Now our phoning is ever more granular. We're not calling neighborhoods or even houses; instead, we phone up people's pockets, the jumbled bottoms of their handbags. Person-to-person is the rule, not the exception, and caller ID is the spoiler alert. Some days, I think our portable, pocketable, personal phones are the best thing since the everything bagel. We've cut the cord, literally: Call in your Subaru ("Look, Ma; no hands!"); call from the restaurant; chat away as the stylist clips your bangs. Wander as far as you like from the leafy canopy of LIvingston or the cozy confines of TRinity. Leave behind the whole notion of locale, so quaint and irrelevant. As long as your battery's charged, you're still connected!
Maybe. There are other days, when I watch people stream out of the train station or the high school, black plastic wafers pressed to their ears, plugged-in automatons with minds focused anywhere but here, I think, sadly, that we're ever more atomized, untethered in some essential way. We're always moving. We're hardly home.
The busy signal is long gone, though we claim to be busier than ever: "Whoops, hang on a minute; I've got another call." Thanks to our smart devices, we can chat with Grandma while Googling "best paella in Barcelona." We can even dissemble: "Oh, that shrieking? Just, um, some kids outside." It's probably not long, though, until every call pings in with both a photograph and its own GPS coordinates; just as you'll see immediately who's on the other end, you'll also know whether your caller is at Hooters or the post office. And when that happens, will we feel more seen, more known?
"Who is this?" Once upon a time, telephone calls begged that question. Today's question is different, though perhaps equally existential: "Where are you?" The answer could be anywhere: at the dentist; on safari in Kenya; hunkered over a Heineken in a Cincinnati dive. "I'm here, under a hard blue sky, between exits 8 and 9 on the Jersey Turnpike, in the middle of a daydream about dolphins. And where are you?" It's worth a pause, a ponder: In these peripatetic times, reachable 24/7 at a number uncoupled from an actual address, with no umbilical tugging us back to the mothership (or at least, to the cozy telephone corner), where are we, indeed?
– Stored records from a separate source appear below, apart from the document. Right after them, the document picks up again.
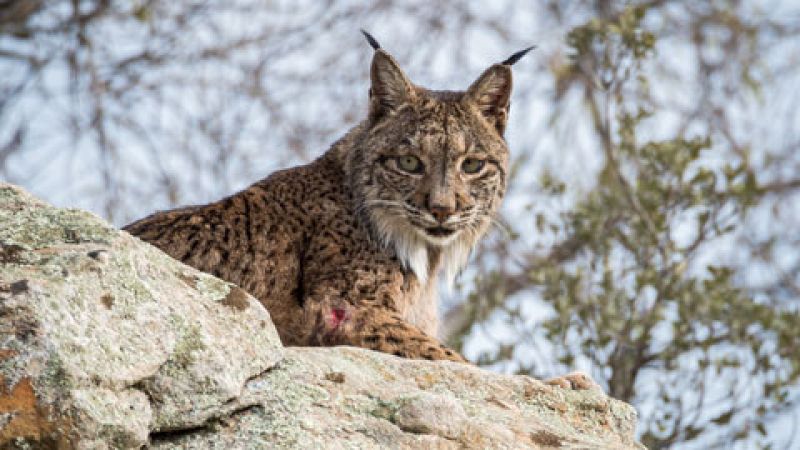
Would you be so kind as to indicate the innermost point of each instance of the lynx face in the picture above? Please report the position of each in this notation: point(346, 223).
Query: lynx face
point(432, 166)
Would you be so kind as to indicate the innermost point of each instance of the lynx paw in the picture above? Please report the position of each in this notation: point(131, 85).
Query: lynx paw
point(578, 381)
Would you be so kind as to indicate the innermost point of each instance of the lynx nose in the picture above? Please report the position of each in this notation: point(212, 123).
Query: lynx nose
point(441, 212)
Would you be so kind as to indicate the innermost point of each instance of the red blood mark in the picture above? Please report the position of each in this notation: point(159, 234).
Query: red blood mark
point(338, 315)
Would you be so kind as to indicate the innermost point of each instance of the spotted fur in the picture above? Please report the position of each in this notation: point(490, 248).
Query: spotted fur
point(347, 249)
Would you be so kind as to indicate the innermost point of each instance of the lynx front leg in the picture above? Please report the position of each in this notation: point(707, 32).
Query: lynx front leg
point(376, 328)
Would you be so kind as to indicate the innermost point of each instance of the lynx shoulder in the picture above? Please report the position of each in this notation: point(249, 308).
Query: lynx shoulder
point(347, 249)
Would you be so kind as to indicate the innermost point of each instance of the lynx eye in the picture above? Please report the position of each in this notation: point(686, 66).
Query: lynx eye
point(472, 165)
point(410, 164)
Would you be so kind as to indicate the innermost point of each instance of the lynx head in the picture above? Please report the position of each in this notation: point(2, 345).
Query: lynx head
point(429, 168)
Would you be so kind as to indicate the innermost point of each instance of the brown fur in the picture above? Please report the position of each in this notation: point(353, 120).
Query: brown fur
point(337, 250)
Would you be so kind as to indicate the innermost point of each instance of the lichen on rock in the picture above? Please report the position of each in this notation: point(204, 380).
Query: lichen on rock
point(106, 342)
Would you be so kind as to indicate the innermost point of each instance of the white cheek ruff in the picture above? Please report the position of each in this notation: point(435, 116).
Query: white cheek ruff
point(409, 247)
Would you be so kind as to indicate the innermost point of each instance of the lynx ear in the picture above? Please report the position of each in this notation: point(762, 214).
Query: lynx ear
point(390, 88)
point(491, 93)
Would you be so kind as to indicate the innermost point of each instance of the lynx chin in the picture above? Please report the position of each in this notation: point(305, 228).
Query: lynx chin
point(347, 250)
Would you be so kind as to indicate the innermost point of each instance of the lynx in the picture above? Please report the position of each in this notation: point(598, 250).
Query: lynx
point(347, 250)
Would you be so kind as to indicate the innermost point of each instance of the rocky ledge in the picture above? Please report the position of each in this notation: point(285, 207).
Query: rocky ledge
point(105, 342)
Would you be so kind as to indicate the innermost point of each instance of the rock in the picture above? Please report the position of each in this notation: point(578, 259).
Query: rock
point(104, 339)
point(105, 342)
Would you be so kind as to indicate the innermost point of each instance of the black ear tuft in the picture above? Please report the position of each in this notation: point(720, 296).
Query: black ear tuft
point(517, 56)
point(371, 40)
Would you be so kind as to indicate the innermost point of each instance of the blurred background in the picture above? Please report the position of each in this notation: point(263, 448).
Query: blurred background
point(653, 221)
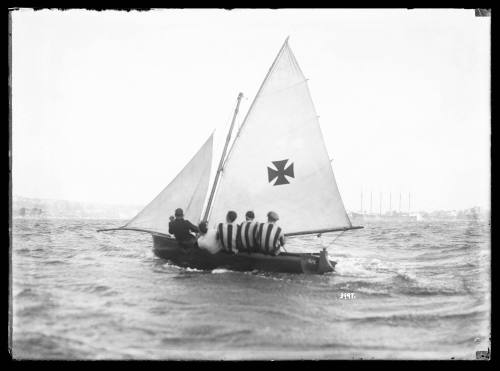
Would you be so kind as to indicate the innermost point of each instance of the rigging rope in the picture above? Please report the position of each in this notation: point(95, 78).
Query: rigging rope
point(331, 243)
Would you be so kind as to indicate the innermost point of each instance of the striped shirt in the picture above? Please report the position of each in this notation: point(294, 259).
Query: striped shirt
point(226, 233)
point(247, 235)
point(270, 238)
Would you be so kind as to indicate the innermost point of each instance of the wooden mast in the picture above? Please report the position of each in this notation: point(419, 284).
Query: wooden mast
point(221, 162)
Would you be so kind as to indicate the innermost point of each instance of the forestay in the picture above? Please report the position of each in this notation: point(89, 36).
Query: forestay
point(188, 191)
point(279, 161)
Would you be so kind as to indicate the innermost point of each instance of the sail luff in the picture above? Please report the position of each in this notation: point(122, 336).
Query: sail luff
point(275, 162)
point(221, 162)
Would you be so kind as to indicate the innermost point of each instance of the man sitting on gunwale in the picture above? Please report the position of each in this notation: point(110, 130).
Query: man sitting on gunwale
point(181, 229)
point(270, 237)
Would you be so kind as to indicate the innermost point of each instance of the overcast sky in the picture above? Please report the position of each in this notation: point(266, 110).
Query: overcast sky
point(109, 106)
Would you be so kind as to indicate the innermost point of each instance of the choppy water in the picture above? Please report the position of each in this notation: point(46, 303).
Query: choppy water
point(421, 291)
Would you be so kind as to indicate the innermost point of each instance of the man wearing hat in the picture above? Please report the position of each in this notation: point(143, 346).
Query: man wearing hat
point(270, 237)
point(181, 229)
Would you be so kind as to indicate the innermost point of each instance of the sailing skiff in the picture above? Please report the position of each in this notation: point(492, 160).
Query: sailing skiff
point(277, 161)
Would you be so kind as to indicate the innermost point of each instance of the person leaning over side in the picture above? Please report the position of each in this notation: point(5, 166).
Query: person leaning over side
point(181, 229)
point(207, 240)
point(247, 233)
point(270, 236)
point(226, 233)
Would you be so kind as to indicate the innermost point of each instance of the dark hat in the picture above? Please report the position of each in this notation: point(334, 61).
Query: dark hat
point(272, 215)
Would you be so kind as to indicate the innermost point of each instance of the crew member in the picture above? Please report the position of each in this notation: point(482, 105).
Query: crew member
point(270, 236)
point(181, 229)
point(226, 233)
point(247, 233)
point(207, 239)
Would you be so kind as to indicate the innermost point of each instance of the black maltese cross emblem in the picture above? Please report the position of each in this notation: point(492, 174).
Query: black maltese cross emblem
point(280, 172)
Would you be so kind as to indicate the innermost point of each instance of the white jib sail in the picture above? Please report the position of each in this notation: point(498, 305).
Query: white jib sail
point(279, 161)
point(187, 191)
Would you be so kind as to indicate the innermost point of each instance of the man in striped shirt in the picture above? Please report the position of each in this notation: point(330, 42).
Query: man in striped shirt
point(270, 237)
point(247, 234)
point(226, 233)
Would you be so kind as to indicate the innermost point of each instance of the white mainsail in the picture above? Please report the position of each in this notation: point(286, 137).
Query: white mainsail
point(187, 191)
point(279, 160)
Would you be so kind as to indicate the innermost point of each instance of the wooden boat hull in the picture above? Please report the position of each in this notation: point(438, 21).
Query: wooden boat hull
point(170, 249)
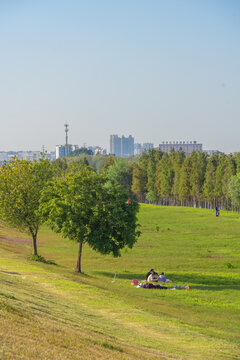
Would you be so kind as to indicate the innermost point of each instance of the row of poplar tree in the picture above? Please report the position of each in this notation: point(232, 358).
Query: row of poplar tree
point(197, 180)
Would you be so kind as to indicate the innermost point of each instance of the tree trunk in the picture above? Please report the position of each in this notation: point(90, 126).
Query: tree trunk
point(78, 268)
point(34, 237)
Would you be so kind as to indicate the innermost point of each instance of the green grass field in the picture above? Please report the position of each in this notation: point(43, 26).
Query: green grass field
point(50, 312)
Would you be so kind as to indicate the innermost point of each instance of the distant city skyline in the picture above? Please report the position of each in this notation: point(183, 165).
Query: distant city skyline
point(158, 70)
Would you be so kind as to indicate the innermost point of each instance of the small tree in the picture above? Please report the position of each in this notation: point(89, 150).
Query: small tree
point(85, 208)
point(234, 189)
point(21, 183)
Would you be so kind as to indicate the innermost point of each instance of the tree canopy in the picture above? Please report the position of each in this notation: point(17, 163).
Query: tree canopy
point(88, 208)
point(21, 183)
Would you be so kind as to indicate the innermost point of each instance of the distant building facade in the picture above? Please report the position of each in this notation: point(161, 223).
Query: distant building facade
point(123, 147)
point(140, 148)
point(64, 150)
point(186, 146)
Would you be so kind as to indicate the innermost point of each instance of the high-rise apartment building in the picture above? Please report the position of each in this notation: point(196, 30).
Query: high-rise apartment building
point(123, 147)
point(115, 145)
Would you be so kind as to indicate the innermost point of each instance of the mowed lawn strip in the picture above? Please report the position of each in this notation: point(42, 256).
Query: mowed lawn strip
point(190, 245)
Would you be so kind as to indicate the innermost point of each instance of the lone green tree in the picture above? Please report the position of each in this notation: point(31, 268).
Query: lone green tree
point(21, 183)
point(87, 208)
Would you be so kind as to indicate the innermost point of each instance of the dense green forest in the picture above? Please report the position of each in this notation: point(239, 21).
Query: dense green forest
point(198, 180)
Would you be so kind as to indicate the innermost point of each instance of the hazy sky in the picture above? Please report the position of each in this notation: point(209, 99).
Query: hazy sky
point(156, 69)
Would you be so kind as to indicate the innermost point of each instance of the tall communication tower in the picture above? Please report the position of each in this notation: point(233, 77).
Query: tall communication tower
point(66, 131)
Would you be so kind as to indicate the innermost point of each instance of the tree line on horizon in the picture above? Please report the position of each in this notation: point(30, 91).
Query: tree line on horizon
point(197, 180)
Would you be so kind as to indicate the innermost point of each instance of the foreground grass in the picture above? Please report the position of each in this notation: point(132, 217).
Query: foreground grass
point(49, 312)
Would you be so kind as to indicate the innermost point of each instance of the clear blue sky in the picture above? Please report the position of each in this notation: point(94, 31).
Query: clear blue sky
point(156, 69)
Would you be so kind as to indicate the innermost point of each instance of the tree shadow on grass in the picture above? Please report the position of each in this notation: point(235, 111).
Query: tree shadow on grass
point(128, 276)
point(203, 279)
point(197, 281)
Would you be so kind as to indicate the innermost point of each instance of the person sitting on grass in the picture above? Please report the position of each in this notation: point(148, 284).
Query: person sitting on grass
point(153, 276)
point(162, 278)
point(149, 273)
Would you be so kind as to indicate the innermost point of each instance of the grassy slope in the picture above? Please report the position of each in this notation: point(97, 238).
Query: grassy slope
point(49, 312)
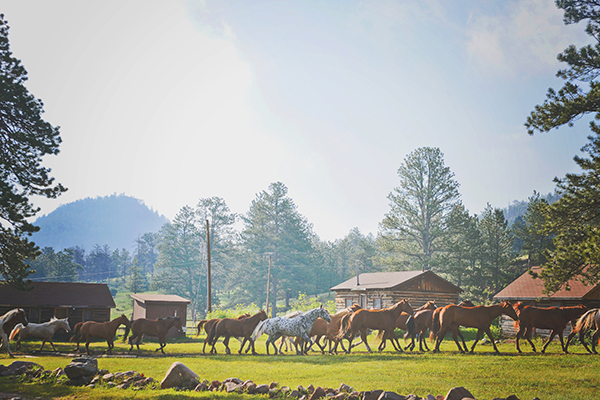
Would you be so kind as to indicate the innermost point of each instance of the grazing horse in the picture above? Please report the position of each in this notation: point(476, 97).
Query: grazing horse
point(480, 317)
point(43, 331)
point(153, 327)
point(383, 320)
point(588, 321)
point(7, 322)
point(553, 318)
point(102, 330)
point(229, 327)
point(297, 326)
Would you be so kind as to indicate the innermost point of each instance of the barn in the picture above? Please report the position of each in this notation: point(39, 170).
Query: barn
point(154, 306)
point(75, 300)
point(377, 290)
point(530, 291)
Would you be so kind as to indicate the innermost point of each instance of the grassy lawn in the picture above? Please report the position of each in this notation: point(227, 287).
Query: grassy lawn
point(550, 376)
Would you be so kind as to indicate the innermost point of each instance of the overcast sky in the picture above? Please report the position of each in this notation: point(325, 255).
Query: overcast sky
point(173, 101)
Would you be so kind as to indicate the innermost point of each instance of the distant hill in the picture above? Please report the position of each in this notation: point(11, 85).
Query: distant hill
point(115, 221)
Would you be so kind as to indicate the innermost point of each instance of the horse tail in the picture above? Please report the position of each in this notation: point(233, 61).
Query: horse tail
point(15, 330)
point(76, 332)
point(200, 325)
point(259, 330)
point(410, 327)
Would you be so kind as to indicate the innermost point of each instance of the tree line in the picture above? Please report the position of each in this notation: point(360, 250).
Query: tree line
point(427, 226)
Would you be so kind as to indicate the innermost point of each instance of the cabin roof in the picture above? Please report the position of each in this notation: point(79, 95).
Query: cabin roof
point(59, 294)
point(389, 280)
point(159, 298)
point(526, 287)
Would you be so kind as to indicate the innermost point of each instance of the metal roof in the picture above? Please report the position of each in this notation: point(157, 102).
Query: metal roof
point(385, 280)
point(526, 287)
point(159, 298)
point(59, 294)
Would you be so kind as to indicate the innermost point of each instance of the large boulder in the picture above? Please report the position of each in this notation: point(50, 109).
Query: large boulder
point(81, 370)
point(179, 375)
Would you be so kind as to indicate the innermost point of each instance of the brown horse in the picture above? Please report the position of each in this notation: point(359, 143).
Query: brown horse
point(7, 323)
point(229, 327)
point(435, 323)
point(384, 320)
point(153, 327)
point(480, 317)
point(588, 321)
point(553, 318)
point(102, 330)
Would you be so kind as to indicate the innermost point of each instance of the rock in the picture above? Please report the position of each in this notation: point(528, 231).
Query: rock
point(82, 368)
point(458, 393)
point(345, 388)
point(372, 395)
point(317, 393)
point(262, 389)
point(391, 396)
point(178, 375)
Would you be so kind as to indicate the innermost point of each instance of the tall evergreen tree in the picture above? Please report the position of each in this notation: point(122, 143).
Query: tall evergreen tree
point(414, 228)
point(24, 139)
point(273, 228)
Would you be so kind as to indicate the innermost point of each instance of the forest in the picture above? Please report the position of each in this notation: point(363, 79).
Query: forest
point(479, 253)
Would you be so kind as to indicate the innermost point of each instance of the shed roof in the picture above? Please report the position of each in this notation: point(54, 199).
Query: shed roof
point(159, 298)
point(387, 280)
point(59, 294)
point(526, 287)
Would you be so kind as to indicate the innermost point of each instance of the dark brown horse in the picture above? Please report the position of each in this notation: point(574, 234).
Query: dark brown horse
point(208, 325)
point(229, 327)
point(480, 317)
point(587, 322)
point(7, 323)
point(384, 320)
point(552, 318)
point(103, 330)
point(153, 327)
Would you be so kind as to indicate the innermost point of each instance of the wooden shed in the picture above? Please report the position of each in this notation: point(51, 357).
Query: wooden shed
point(154, 306)
point(530, 291)
point(378, 290)
point(75, 300)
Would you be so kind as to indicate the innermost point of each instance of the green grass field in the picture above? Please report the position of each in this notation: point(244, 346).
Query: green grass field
point(550, 376)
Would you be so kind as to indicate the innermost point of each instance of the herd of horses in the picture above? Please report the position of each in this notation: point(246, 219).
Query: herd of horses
point(304, 330)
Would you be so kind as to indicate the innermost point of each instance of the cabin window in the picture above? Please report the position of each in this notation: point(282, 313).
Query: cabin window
point(88, 315)
point(61, 313)
point(34, 315)
point(377, 303)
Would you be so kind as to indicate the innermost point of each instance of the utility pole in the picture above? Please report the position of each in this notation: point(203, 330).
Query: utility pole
point(208, 282)
point(269, 281)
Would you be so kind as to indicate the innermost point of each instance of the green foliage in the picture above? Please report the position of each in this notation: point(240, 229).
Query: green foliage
point(25, 138)
point(412, 231)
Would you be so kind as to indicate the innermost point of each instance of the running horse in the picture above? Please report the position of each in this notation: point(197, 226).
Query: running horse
point(7, 323)
point(153, 327)
point(229, 327)
point(103, 330)
point(297, 326)
point(587, 322)
point(552, 318)
point(44, 331)
point(384, 320)
point(480, 317)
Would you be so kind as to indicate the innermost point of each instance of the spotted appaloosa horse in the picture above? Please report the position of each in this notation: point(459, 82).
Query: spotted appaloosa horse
point(8, 321)
point(299, 326)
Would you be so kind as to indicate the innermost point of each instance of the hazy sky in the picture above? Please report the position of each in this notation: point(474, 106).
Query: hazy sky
point(173, 101)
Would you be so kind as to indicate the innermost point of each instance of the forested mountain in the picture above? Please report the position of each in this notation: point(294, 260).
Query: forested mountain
point(115, 220)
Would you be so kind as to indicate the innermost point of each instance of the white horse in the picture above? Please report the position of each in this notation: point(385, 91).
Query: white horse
point(299, 326)
point(8, 322)
point(43, 331)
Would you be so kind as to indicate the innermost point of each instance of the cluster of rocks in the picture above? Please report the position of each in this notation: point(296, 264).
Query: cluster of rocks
point(180, 377)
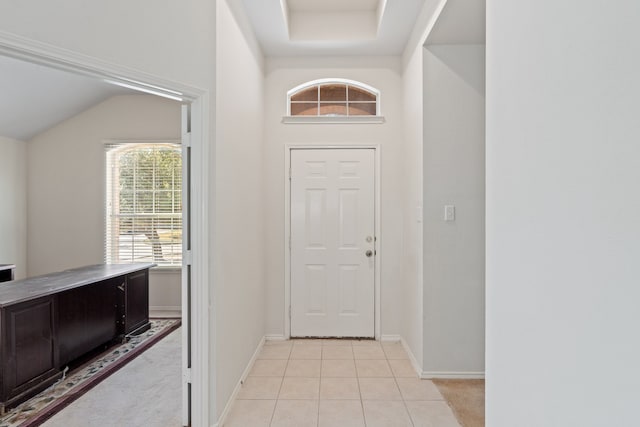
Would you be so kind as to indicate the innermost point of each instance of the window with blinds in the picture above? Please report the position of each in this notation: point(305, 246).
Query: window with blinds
point(144, 203)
It took me a long time to acquire a cell phone, even longer to remove it from its box and press it ambivalently into use. I got caller ID only when it came, free, with a Verizon upgrade. But even my smartest phone is occasionally at a loss.
It happens to you, too. The phone jangles from your jeans pocket or the kitchen counter. "Caller unknown," it teases. Could be anyone: the MacArthur folks declaring you a genius; a long-forgotten friend from second grade. Maybe the possibility intrigues you enough to wipe the spaghetti sauce from your fingers and swipe at the screen. Because you still crave that mystery, you still dream of it, though the MIdway is quiet and the JUniper has faded: the momentarily held breath, the door you nudge open with your expectant, uncertain "Hello?" The connection that might change your life.